FEMA's Response to Criticism

While the document below, published this afternoon, is a response specifically to the New York Times, it is appropriate to post it in response to my comments of yesterday (scroll down) on this blog.
click to enlarge
One can read FEMA's response and say, "Gee, sounds like they are trying to do the right thing." And, given the extreme nature of 2017's hurricanes, ordinarily I would give them a pass. But, we have heard these same "we're trying to do better"words so many times before!
Hurricane Marina damage. FEMA
The root problem is that FEMA and the National Weather Service investigate themselves, and that is only when they are inclined to do so. There is absolutely no assurance another poorly warned tornado like the one in Eureka, Kansas, two weeks ago or the poorly warned and catastrophic Joplin Tornado of 2011 will not recur with the unnecessary loss of scores of lives.

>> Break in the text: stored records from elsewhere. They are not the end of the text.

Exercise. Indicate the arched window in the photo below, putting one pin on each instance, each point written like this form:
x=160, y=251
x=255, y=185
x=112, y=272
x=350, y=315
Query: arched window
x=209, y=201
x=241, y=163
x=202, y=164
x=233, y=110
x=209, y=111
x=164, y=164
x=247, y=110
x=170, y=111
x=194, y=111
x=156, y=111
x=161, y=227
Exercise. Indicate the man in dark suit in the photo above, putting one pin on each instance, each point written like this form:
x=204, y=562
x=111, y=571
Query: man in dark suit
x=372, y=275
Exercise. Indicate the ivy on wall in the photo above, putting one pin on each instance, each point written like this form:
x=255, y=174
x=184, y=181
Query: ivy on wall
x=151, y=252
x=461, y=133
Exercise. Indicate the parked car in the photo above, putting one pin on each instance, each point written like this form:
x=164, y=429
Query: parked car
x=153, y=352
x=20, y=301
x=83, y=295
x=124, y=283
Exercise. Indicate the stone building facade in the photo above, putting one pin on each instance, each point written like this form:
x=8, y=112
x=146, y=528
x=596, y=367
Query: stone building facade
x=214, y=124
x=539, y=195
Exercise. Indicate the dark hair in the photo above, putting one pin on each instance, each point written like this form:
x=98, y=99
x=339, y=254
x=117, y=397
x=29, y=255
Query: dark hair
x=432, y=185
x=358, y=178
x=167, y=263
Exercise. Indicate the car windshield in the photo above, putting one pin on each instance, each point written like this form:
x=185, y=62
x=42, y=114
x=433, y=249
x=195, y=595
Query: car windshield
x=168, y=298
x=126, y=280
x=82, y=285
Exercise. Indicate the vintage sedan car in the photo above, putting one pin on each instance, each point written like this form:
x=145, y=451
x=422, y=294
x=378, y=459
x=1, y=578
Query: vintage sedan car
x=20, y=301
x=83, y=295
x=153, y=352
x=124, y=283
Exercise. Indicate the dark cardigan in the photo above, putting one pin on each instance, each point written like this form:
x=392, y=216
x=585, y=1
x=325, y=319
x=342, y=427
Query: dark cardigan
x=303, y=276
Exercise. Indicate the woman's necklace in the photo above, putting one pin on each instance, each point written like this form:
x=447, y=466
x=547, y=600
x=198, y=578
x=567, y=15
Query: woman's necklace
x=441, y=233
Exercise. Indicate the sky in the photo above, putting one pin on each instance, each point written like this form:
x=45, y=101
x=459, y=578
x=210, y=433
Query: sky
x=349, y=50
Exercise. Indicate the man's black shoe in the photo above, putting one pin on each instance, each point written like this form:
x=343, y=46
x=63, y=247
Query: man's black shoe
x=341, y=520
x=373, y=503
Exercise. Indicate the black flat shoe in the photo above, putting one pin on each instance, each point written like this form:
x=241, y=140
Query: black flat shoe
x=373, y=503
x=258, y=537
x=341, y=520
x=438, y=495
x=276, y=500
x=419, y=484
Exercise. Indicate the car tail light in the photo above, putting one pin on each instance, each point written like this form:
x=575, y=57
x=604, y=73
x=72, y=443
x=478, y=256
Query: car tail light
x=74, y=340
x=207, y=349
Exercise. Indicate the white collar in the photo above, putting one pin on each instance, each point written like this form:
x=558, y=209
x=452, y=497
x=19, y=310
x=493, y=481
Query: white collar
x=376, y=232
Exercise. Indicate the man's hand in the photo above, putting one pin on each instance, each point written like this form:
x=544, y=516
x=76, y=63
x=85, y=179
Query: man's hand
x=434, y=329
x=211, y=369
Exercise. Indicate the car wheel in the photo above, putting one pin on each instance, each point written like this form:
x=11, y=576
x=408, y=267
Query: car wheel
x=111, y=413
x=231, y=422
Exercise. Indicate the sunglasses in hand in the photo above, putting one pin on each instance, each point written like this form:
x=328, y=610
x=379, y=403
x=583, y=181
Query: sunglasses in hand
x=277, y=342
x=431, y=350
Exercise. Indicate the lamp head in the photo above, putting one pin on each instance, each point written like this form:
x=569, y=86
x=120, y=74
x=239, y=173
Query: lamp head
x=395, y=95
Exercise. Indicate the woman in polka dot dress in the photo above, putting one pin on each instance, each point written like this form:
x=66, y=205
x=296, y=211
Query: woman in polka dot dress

Since so many readers of this blog are meteorologists, emergency managers and others engaged in disaster forecasting and response, please get on board with my proposal to create a National Disaster Review Board. You can read part one of the proposal here. Part two is here. A disaster board, modeled on the highly successful National Transportation Safety Board, would let us objectively know how well FEMA did and whether the organization is making progress.

If you believe my proposal is appropriate, please let that be known to your elected representatives. I have.